The analysis also revealed important changes associated with glial cells. Astrocytes exhibited more plaque-associated DEGs than any other cell type and all glial cells showed an up-regulation of glycolysis-related genes in response to AD pathology, indicating specific metabolic pathways disrupted in AD. The discovery of the key alterations that the immune components of the brain undergo during AD highlight the necessity of further investigating the immune system and neuroinflammation as key players in disease progression in AD. Indeed, multiple studies have demonstrated that targeting the immune system is effective in restoring AD-related neuropathology.5

This study also investigated transcriptional changes related to cognitive resilience in AD. Cognitive resilience is referred to how particular individuals are able to retain a better cognitive function despite presenting significant AD pathology. By examining DEGs in various cell types, the analysis identified astrocytes as critical players in mediating cognitive resilience in AD. This analysis revealed key molecular pathways including antioxidant activity, choline metabolism and polyamine biosynthesis, offering new potential therapeutic approaches for enhancing cognitive resilience in AD.

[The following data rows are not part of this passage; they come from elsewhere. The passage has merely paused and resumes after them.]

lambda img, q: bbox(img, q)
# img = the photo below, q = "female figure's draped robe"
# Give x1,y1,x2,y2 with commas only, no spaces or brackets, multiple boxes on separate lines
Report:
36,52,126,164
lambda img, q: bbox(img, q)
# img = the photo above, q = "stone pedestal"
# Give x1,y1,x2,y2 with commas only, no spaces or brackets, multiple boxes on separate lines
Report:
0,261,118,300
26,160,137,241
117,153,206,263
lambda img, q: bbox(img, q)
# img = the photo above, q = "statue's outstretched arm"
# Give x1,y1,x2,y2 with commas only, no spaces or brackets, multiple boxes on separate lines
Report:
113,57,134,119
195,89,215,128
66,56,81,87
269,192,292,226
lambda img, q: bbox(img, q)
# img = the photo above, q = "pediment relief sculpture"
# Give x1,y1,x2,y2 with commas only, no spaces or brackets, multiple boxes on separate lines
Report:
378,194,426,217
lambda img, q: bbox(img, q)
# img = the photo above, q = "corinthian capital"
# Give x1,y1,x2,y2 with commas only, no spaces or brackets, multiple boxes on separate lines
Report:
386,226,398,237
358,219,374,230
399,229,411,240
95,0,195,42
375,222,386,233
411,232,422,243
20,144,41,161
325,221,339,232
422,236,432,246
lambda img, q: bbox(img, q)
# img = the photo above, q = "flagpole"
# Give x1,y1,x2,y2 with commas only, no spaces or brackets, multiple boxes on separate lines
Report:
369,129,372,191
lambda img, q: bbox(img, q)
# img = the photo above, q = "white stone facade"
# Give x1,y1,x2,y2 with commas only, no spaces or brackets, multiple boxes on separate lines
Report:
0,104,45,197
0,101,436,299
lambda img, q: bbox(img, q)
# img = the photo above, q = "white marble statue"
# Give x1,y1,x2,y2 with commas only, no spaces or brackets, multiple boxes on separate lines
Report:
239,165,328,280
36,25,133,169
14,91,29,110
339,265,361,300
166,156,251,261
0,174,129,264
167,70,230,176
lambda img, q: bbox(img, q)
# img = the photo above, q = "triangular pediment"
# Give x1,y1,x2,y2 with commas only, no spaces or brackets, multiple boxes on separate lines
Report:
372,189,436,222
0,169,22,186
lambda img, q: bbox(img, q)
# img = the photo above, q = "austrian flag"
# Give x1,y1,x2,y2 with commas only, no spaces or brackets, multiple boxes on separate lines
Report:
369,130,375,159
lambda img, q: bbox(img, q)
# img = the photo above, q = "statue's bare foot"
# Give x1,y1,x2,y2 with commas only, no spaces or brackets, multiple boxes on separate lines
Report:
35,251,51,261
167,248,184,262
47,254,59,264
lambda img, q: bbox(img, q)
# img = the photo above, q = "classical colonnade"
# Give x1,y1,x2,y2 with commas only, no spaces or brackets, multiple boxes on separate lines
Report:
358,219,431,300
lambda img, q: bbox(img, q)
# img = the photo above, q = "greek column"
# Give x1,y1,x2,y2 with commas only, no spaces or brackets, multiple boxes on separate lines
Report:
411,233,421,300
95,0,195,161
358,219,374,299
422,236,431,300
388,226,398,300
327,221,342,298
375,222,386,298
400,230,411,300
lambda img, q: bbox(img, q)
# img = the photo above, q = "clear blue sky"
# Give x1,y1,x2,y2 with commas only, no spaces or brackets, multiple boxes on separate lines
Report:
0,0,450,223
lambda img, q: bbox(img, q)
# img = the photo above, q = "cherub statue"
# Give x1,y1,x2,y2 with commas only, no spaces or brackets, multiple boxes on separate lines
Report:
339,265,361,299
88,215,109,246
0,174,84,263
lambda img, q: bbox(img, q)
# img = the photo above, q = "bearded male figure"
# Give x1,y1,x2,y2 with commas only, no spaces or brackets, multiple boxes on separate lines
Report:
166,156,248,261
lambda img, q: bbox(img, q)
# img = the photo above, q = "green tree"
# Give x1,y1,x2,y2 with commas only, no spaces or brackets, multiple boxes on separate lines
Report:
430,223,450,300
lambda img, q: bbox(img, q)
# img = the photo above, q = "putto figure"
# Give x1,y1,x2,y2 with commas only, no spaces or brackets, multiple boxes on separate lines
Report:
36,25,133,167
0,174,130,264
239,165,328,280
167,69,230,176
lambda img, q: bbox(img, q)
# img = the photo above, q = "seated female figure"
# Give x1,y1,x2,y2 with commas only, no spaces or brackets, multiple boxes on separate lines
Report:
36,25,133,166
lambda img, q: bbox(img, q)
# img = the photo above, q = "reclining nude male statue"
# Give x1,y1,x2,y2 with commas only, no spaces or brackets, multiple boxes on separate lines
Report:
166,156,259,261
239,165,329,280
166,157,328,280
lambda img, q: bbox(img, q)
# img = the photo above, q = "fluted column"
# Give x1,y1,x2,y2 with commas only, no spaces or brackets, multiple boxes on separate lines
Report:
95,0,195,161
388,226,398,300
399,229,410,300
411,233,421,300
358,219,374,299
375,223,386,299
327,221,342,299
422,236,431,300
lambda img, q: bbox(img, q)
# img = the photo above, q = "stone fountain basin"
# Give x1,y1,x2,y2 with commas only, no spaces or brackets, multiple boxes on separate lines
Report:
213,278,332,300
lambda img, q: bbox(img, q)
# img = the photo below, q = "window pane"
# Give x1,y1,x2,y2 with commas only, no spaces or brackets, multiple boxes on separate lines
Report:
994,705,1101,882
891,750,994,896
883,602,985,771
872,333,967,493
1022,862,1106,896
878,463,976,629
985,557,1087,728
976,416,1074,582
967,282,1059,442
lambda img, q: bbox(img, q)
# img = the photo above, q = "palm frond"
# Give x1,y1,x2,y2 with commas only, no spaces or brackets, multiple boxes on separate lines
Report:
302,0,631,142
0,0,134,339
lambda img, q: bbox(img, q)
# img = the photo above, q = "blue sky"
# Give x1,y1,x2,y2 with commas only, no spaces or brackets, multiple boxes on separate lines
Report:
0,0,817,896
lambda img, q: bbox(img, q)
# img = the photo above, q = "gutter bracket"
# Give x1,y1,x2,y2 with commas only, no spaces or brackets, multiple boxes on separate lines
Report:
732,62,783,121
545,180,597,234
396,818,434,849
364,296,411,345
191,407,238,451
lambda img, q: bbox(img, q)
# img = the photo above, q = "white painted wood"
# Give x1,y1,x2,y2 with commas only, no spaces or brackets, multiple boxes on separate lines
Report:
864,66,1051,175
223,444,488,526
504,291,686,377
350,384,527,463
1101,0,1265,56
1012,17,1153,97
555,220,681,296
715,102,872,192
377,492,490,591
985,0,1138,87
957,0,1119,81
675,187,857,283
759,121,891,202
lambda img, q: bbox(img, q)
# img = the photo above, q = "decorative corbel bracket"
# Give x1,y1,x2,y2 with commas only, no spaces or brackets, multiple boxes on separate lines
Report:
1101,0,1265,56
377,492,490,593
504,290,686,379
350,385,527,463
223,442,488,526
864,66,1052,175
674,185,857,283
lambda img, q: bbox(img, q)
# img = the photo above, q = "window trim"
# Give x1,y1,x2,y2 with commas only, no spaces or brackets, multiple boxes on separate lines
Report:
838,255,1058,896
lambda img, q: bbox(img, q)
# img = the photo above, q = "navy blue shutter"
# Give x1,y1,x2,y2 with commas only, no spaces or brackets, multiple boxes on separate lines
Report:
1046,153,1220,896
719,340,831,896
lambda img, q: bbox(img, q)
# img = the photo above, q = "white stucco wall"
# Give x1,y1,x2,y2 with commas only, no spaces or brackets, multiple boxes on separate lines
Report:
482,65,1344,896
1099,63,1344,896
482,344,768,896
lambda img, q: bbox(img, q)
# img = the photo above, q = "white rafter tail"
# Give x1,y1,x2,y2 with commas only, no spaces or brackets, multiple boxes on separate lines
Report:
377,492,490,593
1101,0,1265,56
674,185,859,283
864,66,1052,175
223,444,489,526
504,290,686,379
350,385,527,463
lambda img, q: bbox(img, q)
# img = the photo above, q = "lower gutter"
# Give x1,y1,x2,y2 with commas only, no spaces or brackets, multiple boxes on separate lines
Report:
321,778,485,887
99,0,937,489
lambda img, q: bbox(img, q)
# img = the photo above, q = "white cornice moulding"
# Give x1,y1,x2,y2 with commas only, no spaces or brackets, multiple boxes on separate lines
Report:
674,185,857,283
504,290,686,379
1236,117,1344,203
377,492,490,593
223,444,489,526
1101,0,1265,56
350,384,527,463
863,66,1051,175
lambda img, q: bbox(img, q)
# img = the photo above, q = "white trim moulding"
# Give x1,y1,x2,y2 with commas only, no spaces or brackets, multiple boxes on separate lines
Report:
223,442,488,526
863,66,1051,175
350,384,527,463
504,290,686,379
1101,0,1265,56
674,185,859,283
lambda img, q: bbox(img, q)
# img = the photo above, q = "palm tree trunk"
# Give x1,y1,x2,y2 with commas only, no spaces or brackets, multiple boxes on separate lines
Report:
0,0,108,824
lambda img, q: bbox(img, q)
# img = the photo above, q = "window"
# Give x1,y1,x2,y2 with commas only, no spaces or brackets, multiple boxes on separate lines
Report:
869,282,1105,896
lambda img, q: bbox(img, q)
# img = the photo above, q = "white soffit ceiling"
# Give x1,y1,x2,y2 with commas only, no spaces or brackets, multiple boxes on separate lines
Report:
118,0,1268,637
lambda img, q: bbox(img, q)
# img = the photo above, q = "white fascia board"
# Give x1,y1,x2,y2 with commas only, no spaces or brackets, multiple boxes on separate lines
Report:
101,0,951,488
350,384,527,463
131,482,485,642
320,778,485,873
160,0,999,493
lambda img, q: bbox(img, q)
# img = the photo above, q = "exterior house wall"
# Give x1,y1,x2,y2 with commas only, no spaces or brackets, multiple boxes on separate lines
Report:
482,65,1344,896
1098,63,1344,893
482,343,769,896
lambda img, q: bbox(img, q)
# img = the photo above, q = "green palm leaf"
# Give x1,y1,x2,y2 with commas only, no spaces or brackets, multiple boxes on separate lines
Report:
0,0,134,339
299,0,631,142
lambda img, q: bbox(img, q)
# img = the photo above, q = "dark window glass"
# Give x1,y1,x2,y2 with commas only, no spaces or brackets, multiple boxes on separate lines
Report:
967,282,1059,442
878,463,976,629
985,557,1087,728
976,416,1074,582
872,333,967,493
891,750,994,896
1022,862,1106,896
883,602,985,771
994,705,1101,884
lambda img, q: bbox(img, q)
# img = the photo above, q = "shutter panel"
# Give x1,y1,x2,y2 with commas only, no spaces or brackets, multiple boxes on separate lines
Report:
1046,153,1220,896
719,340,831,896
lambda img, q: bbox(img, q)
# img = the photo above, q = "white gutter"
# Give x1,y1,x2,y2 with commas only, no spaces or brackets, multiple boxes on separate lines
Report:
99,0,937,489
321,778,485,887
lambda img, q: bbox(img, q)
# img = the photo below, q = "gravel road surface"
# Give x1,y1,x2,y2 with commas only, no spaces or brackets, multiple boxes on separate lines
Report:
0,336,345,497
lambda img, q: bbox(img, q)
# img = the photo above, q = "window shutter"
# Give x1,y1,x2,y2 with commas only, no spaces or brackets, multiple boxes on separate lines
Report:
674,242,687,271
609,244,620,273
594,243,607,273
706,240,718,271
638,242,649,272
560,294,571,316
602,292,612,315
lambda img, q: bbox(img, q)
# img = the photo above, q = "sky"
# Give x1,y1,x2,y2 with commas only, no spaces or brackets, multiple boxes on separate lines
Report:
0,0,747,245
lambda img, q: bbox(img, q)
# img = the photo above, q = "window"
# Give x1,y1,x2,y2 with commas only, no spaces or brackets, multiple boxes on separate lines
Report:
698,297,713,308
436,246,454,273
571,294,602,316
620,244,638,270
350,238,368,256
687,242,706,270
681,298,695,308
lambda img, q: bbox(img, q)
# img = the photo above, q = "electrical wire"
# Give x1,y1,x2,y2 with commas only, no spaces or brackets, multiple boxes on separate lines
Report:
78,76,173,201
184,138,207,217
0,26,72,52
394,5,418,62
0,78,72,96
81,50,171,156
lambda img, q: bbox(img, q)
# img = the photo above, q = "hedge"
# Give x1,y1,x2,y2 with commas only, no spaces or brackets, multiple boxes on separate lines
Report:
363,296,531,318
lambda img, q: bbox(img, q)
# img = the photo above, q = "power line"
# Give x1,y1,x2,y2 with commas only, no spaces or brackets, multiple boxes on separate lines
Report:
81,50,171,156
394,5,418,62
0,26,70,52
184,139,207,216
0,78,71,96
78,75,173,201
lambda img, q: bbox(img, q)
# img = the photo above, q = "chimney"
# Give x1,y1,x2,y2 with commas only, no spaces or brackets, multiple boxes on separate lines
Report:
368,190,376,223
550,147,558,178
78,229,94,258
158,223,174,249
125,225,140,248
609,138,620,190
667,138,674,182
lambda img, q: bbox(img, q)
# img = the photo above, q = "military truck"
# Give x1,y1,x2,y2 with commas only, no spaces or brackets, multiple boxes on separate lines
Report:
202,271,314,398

This paper offers valuable insights but also has some limitations. First, the relatively small sample size used, which belongs to one single ROSMAP cohort restricts the generalizability of the findings. A follow-up study using multi-institutional cohorts to validate the reported findings could be performed. Furthermore, the findings of the study were based on post-mortem brain tissue at a single time point. A more longitudinal design could help better understand how cellular changes evolve over time as AD pathology progresses. For instance, measuring cerebrospinal (CSF) samples could highlight certain molecular brain changes over time. A more in-depth analysis of molecular mechanisms as well as sex-dimorphic clusters is lacking in the study. Thus, more functional studies employing animal models or induced pluripotent stem cells (iPSC) might complement the study’s findings. Moreover, a clearer correlation between the molecular findings and the clinical phenotypes would have facilitated the interpretation of findings regarding cellular vulnerability and resilience. Finally, though the study employs advanced transcriptomic techniques, potential limitations in single-cell analysis or biases may lead to underestimations of certain pathways or genes.

In conclusion, this paper represents a significant advancement in the understanding of AD by providing a detailed region-specific molecular atlas of the human AD brain. Additionally, making this data available on an online platform further facilitates its accessibility for the scientific community.